The graphics are definitely better than 2010 era games and expecting to maximize all settings on a 480 is entitlement.
Crysis is 2007 and looks infinitely better while running better (90 FPS all settings maxed, just tested). 2010 was being generous, game looks more like it's from 2005 at best.

Also I'm not maximizing settings, I'm running at the absolute minimum for everything and performance is still awful.

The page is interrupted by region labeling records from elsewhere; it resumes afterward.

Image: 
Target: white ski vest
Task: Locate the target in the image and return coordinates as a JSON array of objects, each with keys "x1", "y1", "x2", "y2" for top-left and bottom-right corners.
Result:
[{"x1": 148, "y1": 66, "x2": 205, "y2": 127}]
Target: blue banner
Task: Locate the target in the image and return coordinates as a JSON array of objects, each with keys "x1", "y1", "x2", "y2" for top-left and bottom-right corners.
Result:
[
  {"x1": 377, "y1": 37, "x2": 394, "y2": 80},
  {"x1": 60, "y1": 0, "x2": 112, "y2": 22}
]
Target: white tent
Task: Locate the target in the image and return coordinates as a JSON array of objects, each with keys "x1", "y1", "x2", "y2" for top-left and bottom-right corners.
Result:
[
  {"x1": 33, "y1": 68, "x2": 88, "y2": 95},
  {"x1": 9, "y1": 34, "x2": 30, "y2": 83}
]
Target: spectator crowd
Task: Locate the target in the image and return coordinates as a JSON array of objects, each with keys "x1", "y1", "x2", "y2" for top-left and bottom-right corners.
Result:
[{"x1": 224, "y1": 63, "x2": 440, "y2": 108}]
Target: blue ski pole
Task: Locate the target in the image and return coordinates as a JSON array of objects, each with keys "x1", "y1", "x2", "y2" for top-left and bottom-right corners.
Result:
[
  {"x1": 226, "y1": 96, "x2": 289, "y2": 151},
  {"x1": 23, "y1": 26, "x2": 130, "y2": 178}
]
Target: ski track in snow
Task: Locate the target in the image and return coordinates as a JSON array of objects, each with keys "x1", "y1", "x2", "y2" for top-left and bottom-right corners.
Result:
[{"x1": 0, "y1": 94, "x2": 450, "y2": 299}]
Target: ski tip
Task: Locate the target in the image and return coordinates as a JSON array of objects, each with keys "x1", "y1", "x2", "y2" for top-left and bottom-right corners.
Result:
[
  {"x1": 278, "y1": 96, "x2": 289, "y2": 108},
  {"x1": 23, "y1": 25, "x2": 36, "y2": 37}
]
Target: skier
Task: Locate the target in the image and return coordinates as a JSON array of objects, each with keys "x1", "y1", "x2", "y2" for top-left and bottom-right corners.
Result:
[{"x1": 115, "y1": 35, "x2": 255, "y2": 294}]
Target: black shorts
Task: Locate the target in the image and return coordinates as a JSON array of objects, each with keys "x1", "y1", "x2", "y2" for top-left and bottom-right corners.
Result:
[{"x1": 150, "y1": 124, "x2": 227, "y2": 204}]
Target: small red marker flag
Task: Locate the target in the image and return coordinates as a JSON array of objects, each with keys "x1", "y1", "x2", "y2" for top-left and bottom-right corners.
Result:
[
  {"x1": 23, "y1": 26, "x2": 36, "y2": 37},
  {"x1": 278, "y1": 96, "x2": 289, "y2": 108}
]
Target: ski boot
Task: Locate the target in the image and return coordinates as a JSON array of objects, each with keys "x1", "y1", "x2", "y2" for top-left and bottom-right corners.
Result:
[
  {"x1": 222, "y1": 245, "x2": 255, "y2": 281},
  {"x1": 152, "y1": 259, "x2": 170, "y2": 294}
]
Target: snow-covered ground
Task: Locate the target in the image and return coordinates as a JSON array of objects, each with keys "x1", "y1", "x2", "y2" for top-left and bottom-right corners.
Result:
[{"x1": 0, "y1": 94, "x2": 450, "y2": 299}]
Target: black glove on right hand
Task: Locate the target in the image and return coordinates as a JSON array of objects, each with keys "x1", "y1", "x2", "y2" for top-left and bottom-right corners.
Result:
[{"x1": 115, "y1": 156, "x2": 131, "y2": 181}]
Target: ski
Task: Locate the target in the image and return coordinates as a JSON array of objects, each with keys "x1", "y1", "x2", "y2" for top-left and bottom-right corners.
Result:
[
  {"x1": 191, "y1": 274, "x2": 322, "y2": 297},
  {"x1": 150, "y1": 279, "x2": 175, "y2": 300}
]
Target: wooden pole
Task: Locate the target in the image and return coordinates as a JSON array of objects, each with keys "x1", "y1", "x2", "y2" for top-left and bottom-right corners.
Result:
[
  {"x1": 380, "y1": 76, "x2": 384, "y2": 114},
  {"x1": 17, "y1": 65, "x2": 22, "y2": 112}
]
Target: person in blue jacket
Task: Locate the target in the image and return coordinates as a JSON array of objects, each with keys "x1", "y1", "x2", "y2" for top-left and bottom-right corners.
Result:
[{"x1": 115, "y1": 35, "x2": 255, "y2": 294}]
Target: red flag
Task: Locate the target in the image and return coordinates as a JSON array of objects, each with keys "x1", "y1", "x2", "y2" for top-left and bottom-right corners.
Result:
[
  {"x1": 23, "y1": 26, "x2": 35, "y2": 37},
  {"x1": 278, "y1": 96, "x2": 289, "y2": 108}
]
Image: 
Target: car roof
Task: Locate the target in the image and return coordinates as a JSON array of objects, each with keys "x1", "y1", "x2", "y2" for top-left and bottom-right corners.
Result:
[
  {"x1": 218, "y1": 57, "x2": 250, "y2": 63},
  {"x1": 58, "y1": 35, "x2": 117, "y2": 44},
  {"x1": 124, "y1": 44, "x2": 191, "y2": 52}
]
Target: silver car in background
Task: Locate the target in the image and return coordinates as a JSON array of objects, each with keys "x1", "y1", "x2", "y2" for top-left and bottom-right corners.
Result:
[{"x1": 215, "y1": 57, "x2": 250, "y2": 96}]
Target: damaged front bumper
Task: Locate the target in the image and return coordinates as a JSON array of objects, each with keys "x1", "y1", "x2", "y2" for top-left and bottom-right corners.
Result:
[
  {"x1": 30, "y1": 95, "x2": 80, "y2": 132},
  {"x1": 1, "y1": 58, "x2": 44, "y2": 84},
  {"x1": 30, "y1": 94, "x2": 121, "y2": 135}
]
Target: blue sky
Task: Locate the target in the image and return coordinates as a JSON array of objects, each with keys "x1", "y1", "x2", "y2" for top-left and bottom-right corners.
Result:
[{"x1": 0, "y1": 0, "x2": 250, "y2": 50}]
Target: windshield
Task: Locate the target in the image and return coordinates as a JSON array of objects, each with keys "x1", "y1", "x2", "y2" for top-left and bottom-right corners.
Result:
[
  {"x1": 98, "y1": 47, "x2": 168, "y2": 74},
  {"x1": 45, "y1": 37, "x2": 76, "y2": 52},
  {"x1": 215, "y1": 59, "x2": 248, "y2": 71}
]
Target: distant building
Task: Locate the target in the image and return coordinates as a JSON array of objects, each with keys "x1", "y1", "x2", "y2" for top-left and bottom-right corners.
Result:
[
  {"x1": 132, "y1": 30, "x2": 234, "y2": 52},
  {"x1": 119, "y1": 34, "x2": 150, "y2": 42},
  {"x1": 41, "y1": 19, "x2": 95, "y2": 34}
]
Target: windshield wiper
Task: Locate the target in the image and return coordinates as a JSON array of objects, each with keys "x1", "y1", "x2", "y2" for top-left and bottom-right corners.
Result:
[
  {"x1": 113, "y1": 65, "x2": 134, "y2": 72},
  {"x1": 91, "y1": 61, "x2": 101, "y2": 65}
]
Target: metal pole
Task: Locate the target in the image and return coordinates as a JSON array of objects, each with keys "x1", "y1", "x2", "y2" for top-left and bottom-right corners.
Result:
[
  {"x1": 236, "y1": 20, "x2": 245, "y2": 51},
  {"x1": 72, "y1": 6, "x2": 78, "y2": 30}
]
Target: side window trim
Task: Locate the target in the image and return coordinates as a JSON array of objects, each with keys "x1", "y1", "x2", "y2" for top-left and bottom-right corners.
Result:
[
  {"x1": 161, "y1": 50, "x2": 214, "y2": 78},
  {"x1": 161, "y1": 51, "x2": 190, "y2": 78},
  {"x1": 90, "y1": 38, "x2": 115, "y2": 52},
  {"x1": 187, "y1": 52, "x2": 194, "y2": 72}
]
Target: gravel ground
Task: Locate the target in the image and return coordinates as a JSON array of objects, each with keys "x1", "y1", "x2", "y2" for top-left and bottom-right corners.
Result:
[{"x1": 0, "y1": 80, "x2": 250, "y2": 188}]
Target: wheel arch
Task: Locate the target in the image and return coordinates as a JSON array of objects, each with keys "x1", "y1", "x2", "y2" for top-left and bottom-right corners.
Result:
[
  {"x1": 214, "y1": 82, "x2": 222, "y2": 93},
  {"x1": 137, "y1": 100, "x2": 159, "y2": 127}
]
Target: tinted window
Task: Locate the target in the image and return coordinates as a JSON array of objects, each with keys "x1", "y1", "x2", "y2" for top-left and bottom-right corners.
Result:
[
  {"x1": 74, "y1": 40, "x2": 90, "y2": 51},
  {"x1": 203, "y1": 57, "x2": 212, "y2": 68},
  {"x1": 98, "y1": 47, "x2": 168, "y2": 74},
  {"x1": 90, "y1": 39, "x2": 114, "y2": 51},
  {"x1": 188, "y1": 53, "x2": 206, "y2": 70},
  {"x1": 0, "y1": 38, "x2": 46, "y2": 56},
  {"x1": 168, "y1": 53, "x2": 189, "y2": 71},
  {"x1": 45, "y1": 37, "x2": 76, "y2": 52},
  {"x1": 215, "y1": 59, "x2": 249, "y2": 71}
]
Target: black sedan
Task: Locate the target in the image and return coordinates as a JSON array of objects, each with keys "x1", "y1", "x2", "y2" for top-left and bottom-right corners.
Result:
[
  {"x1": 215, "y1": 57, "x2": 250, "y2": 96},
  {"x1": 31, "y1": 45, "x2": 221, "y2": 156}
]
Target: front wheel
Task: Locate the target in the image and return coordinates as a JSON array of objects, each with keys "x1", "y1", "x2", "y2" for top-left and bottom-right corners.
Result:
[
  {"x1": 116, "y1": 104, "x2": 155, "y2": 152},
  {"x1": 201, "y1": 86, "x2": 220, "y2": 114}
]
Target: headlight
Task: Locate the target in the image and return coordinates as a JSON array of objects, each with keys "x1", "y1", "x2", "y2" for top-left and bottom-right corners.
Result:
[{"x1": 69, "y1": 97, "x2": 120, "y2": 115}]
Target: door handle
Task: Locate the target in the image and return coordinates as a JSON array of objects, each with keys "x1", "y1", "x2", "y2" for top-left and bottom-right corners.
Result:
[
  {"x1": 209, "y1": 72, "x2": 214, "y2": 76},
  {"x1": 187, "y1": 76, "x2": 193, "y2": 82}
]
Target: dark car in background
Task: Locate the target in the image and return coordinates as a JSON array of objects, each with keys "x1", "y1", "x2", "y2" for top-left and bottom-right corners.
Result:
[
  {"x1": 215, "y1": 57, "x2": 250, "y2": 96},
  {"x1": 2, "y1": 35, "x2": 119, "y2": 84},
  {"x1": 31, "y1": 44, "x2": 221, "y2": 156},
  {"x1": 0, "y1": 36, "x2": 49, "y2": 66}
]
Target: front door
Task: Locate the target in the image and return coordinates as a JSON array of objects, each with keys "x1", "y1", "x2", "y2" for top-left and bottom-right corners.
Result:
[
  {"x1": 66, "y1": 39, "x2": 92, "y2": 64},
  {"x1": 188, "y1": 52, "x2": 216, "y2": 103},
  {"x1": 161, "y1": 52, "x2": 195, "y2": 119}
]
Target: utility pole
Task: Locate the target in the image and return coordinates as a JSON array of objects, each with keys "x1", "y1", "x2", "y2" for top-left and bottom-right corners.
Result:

To draw another comparison, I can run TW Warhammer 3 just fine with literal battle of helms deep level armies running around at mid settings. In Weird West I'm in the tutorial staring at an empty canyon and it gets worse FPS. How that is possible boggles the mind.
 

1451

Seeker
In My Safe Space
Joined
Jan 1, 2011
Messages
1,368
I agree about the unoptimized part, I even mentioned how horrible it performs in towns.
But a direct comparison of graphics is not fair most times because one must also include the art style or the artistic direction of the game.
Sure in terms of polygon count and high resolution textures the game is not that spectacular.
But since the goal was to transfer the player into the setting of weird west, for me it accomplished its purpose.
And my rig is ancient, phenom x3 with a gtx 1650. Maybe it's a problem with older amd gpus because they could not be arsed to test the game on them.
Not defending any anti consumer practices of developers here, just having completed the game I didn't have any major, game stopping issues with the graphics and the performance.
Unlike Elex 2 for example which is unplayable at later stages on weaker computers.
 

Roguey

Codex Staff
Staff Member
Sawyerite
Joined
May 29, 2010
Messages
35,660
This is a PS4/XBone port, not a PS3/360 game which is what your era your video card is from. :lol:
 
Joined
Jan 7, 2012
Messages
14,153
This is a PS4/XBone port, not a PS3/360 game which is what your era your video card is from. :lol:
PS4 is 2013, my video card is 2016 (and as I mention can still run very good looking games in 2022 on medium/lowish settings).

Furthermore, I frankly don't care what the date is for any system or hardware or game. Performance being bad because a game is actually doing a lot of impressive graphics is fine. Performance being bad because the programmers are retarded and can't program their way out of a paper box is bad. The idea that performance should just automatically get worse as time goes own even if rendering the same or worse graphics is a joke. And the awful input lag amplifying this game's framerate problems only makes it more obvious that the devs are massively incompetent. 60 FPS is frankly unplayable here because of this and that's a disaster.